# A question about chestnut



## Dreamcatcher Arabians (Nov 14, 2010)

He looks like he'll be a lovely liver chestnut when he finishes out.


----------



## SorrelHorse (Apr 9, 2009)

I agree, I think it's just the liver color  I like the livers myself.


----------



## sunny5 (Mar 21, 2012)

Both his parents are normal chestnut and he was born normal (light) chestnut, pretty much the same colour as the filly he's next to in the first pic.
I thought he might just be going through a phase.
Maybe not.

ETA: I like liver chestnut too, I just didn't think they looked kind of blackish.
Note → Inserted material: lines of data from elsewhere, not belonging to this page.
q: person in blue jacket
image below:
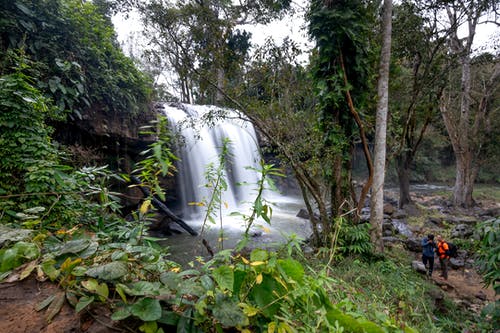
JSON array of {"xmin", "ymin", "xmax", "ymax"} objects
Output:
[{"xmin": 422, "ymin": 234, "xmax": 436, "ymax": 277}]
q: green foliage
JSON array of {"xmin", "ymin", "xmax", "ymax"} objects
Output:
[
  {"xmin": 132, "ymin": 116, "xmax": 178, "ymax": 200},
  {"xmin": 338, "ymin": 223, "xmax": 373, "ymax": 258},
  {"xmin": 194, "ymin": 138, "xmax": 231, "ymax": 236},
  {"xmin": 477, "ymin": 218, "xmax": 500, "ymax": 294},
  {"xmin": 0, "ymin": 0, "xmax": 151, "ymax": 117},
  {"xmin": 137, "ymin": 0, "xmax": 291, "ymax": 105},
  {"xmin": 231, "ymin": 160, "xmax": 284, "ymax": 250}
]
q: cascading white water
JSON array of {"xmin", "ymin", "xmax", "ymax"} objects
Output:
[
  {"xmin": 158, "ymin": 104, "xmax": 311, "ymax": 262},
  {"xmin": 163, "ymin": 104, "xmax": 260, "ymax": 220}
]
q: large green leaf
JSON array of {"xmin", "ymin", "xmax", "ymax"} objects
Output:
[
  {"xmin": 0, "ymin": 225, "xmax": 33, "ymax": 247},
  {"xmin": 213, "ymin": 297, "xmax": 248, "ymax": 327},
  {"xmin": 130, "ymin": 298, "xmax": 161, "ymax": 321},
  {"xmin": 120, "ymin": 281, "xmax": 161, "ymax": 296},
  {"xmin": 57, "ymin": 239, "xmax": 90, "ymax": 255},
  {"xmin": 87, "ymin": 261, "xmax": 128, "ymax": 280},
  {"xmin": 278, "ymin": 258, "xmax": 304, "ymax": 283},
  {"xmin": 213, "ymin": 266, "xmax": 234, "ymax": 292},
  {"xmin": 250, "ymin": 249, "xmax": 269, "ymax": 262},
  {"xmin": 250, "ymin": 274, "xmax": 282, "ymax": 318}
]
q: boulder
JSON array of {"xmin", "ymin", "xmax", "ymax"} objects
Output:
[
  {"xmin": 296, "ymin": 208, "xmax": 309, "ymax": 219},
  {"xmin": 451, "ymin": 224, "xmax": 474, "ymax": 238},
  {"xmin": 384, "ymin": 203, "xmax": 396, "ymax": 215},
  {"xmin": 411, "ymin": 260, "xmax": 427, "ymax": 274},
  {"xmin": 450, "ymin": 258, "xmax": 465, "ymax": 269},
  {"xmin": 392, "ymin": 209, "xmax": 408, "ymax": 220},
  {"xmin": 404, "ymin": 238, "xmax": 422, "ymax": 252}
]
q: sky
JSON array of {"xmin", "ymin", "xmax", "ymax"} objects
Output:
[
  {"xmin": 113, "ymin": 0, "xmax": 500, "ymax": 94},
  {"xmin": 112, "ymin": 0, "xmax": 312, "ymax": 58}
]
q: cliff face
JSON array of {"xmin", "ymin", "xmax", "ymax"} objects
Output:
[{"xmin": 54, "ymin": 106, "xmax": 156, "ymax": 172}]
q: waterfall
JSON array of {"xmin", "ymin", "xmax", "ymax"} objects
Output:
[{"xmin": 162, "ymin": 104, "xmax": 261, "ymax": 219}]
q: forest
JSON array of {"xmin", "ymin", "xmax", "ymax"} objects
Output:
[{"xmin": 0, "ymin": 0, "xmax": 500, "ymax": 333}]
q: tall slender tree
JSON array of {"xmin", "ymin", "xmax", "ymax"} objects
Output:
[
  {"xmin": 437, "ymin": 0, "xmax": 500, "ymax": 208},
  {"xmin": 388, "ymin": 0, "xmax": 449, "ymax": 208},
  {"xmin": 370, "ymin": 0, "xmax": 392, "ymax": 252}
]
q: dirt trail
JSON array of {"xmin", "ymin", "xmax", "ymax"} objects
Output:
[
  {"xmin": 433, "ymin": 269, "xmax": 498, "ymax": 313},
  {"xmin": 0, "ymin": 277, "xmax": 116, "ymax": 333}
]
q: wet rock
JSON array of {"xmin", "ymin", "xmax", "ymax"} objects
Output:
[
  {"xmin": 411, "ymin": 260, "xmax": 427, "ymax": 274},
  {"xmin": 296, "ymin": 208, "xmax": 309, "ymax": 219},
  {"xmin": 404, "ymin": 238, "xmax": 422, "ymax": 252},
  {"xmin": 451, "ymin": 223, "xmax": 473, "ymax": 238},
  {"xmin": 382, "ymin": 236, "xmax": 402, "ymax": 244},
  {"xmin": 446, "ymin": 216, "xmax": 477, "ymax": 226},
  {"xmin": 392, "ymin": 209, "xmax": 408, "ymax": 220},
  {"xmin": 450, "ymin": 258, "xmax": 465, "ymax": 269},
  {"xmin": 478, "ymin": 207, "xmax": 500, "ymax": 217},
  {"xmin": 427, "ymin": 216, "xmax": 443, "ymax": 227},
  {"xmin": 384, "ymin": 203, "xmax": 396, "ymax": 215},
  {"xmin": 392, "ymin": 219, "xmax": 413, "ymax": 237},
  {"xmin": 476, "ymin": 290, "xmax": 488, "ymax": 301},
  {"xmin": 382, "ymin": 221, "xmax": 395, "ymax": 236}
]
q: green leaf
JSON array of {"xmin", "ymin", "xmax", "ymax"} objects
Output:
[
  {"xmin": 35, "ymin": 295, "xmax": 56, "ymax": 312},
  {"xmin": 139, "ymin": 321, "xmax": 158, "ymax": 333},
  {"xmin": 120, "ymin": 281, "xmax": 161, "ymax": 296},
  {"xmin": 250, "ymin": 249, "xmax": 269, "ymax": 262},
  {"xmin": 250, "ymin": 274, "xmax": 282, "ymax": 318},
  {"xmin": 19, "ymin": 260, "xmax": 38, "ymax": 280},
  {"xmin": 57, "ymin": 239, "xmax": 90, "ymax": 256},
  {"xmin": 75, "ymin": 296, "xmax": 94, "ymax": 313},
  {"xmin": 111, "ymin": 308, "xmax": 132, "ymax": 321},
  {"xmin": 79, "ymin": 241, "xmax": 99, "ymax": 259},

I had a liver chestnut gelding once, but he was still recognisably reddish.


----------



## NdAppy (Apr 8, 2009)

Remember the foal she is usually the darkest shed of all. He could go back that light or her could stay a dark liver or any where in between. 

And yes, livers can be so dark as to appear black.


----------



## yourcolorfuladdiction (Feb 19, 2012)

What you have there is a dark liver chestnut foal, doubt it's going to lighten up unless you leave it out in the sun too long. Liver chestnuts are born looking "normal" (I suppose this has something to do with chestnut horses skin pigment being lighter at birth) but after their foal shedding they start to darken (and some continue to darken for a couple years).


----------



## CLaPorte432 (Jan 3, 2012)

He's definitely going to be a darker chestnut, not the copper color your hoping for.


----------



## sunny5 (Mar 21, 2012)

Oh ok, interesting. Thanks. Goes to show how much I know, I thought liver chestnuts needed at least one liver chestnut parent. And I thought they would look different as foals to normal chestnuts.


----------



## sunny5 (Mar 21, 2012)

I think I might have to change his name from Tabasco.


----------



## sunny5 (Mar 21, 2012)

Thanks z, I like it too, but he's not really red anymore that's why


----------



## Chiilaa (Aug 12, 2010)

Call him Toby then


----------



## sunny5 (Mar 21, 2012)

Well I've started calling him Black Beauty, he has the star . Toby's good. I swear someone else did reply but then removed their post for some reason, I'm not chatting to myself!

So you can see he really was a red-head once:


----------



## Cat (Jul 26, 2008)

It looks like you have a color changing horse like I have! Nutrition and season may very well impact how much "sooty" is expressed on his coat at any given time and you may find him redder at some points and darker at others. Or he may just stay dark. Who knows?

But this horse:










and this horse:










and this horse:










Are all the same horse during his 2 year old year.


----------



## Faceman (Nov 29, 2007)

sunny5 said:


> Thanks z, I like it too, but he's not really red anymore that's why


So change his name from Tobasco to Soy...:lol:


----------



## sunny5 (Mar 21, 2012)

Soy, lol!
Cat, he's very unusual! Funny how his legs are so pale. What colour did he end up, or is he still changing?


----------



## Cat (Jul 26, 2008)

That was just last year and his coat still looks like that middle picture. Who knows what shedding will bring. And yeah - he always looks like he has 4 socks from a distance but really only has one actual sock. I think he is just a combination of chestnut, flaxen, mealy and sooty and they all just play back and forth on his coat never knowing which modifier will be more pronounced at the time.


----------



## NdAppy (Apr 8, 2009)

I would say that he has pangaré as well cat. That is what is causing the lightness of his legs and his belly.


----------



## Cat (Jul 26, 2008)

Mealy/pangare are the same.


----------



## NdAppy (Apr 8, 2009)

Blerg. Didn't even see that you had said mealy. Shows how my day is going :rofl:


----------



## Cat (Jul 26, 2008)

LOL - we all have those days!


----------